Subsequently, after the interlayer insulating film 25 of PSG, SiO ₂ or the like is formed on the entire surface by the CVD method (FIG. 5 (f)), the first
Gate electrode g ₁ , source layer s ₁ , drain layer of active region X ₁ of
Contact holes CH _{1 to} CH ₃ are formed on d ₁ and a contact hole CHn is formed on the drain layer dn of the second active region Xn.

Next, an aluminum film is formed, and this is patterned by photolithography to form wiring, and wirings L ₁₁ and L ₁₂ as shown in FIG. 2B are formed,
As a result, the step-down circuit 10 is formed, and wiring inside the main internal circuit 1 is performed (Fig. 5 (g)), and the PSG / SiN
It is covered with a cover film 26 (FIG. 5 (h)).

After that, the assembly process is performed. In this process, the wires may be bonded to the pads 2 to 8 corresponding to the power supply voltage. In the above-mentioned embodiment,
Although the threshold voltage of the MOS transistor in the main internal circuit 1 has been described as 1.5V, it may be less than that.
Even if the voltage is at least the lowest among the types of power supply voltage used, the film thickness may be such that the breakdown voltage of the gate insulating film is guaranteed.

In this case, the voltage after the step-down becomes the lowest voltage, and the voltage before the step-down of the step-up circuit becomes that voltage.

[0042]

As described above, according to the present invention, a plurality of input pads and output pads having different applied voltages are formed in parallel, and a step-down circuit is provided between at least a part of the input pads and the internal circuit. Since a booster circuit is formed between at least a part of the output pads and the internal circuit, it is possible to change the power supply voltage by selecting the input pad and output pad according to the external power supply voltage and performing wire bonding. It is also possible to deal with, and it is possible to reduce the work of design and process.

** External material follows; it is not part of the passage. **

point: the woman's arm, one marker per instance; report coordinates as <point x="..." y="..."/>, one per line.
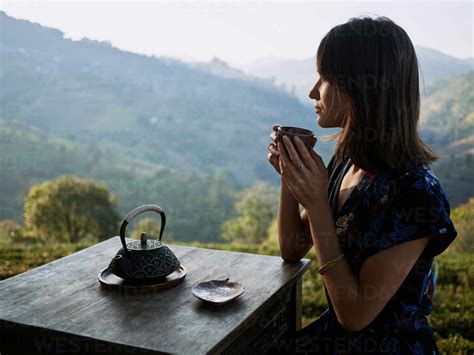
<point x="358" y="299"/>
<point x="294" y="234"/>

[Brief description of drawings]

FIG. 1 is a circuit configuration diagram showing an embodiment of the present invention.

FIG. 2 is a circuit diagram and a plan view showing an example of a booster circuit in an apparatus according to an embodiment of the present invention.

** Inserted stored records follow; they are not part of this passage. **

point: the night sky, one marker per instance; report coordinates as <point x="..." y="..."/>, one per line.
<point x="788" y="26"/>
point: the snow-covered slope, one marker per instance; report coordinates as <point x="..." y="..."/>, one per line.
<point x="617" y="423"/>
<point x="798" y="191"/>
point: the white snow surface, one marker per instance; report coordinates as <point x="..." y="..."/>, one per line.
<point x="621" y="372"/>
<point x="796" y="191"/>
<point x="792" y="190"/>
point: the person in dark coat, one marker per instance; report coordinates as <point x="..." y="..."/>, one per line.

FIG. 3 is a circuit diagram showing an example of a step-down circuit in a device according to an embodiment of the present invention.

FIG. 4 is a cross-sectional view (No. 1) showing the process of forming a MOSFET in the device of one embodiment of the present invention.

FIG. 5 is a sectional view (No. 2) showing the process of forming the MOSFET in the device of one embodiment of the present invention.

FIG. 6 is a configuration diagram showing an example of a conventional device.

[Explanation of symbols]

 1 Main internal circuit 2 1.5 pad 3 3V pad 5 5V pad 6 1.5 pad 7 3V pad 8 5V pad 9 3.3V internal step-down circuit 10 5V internal step-down circuit 11 3.3V Internal booster circuit for 125V internal booster circuit

─────────────────────────────────────────────────── ─── Continuation of the front page (51) Int.Cl. ⁵ Identification code Internal reference number FI Technical indication H01L 27/04 G 8427-4M 27/108 H02M 3/07 8726-5H 6628-5L G11C 11/34 371 K 8728-4M H01L 27/10 325 V

Claims (2)

[Claims] 1. A wire bonding pad (2,3,5,6,7,8) having different applied voltages is connected in parallel to an input terminal or an output terminal, and the wire bonding pad (2 , 3,
A step-down circuit (9, 10) having a different step-down capability is formed between at least a part of each of (5) and the internal circuit (1), and the wire bonding pad (6, 7,
A semiconductor device, characterized in that booster circuits (11, 12) having different boosting capabilities are provided between at least a part of each of (8) and the internal circuit (1). 2. The step-down circuit (9, 10) or the step-up circuit (1
The gate insulating film of the MOS transistor is thicker than the gate insulating film of the MOS transistor in the internal circuit (1). The semiconductor device described.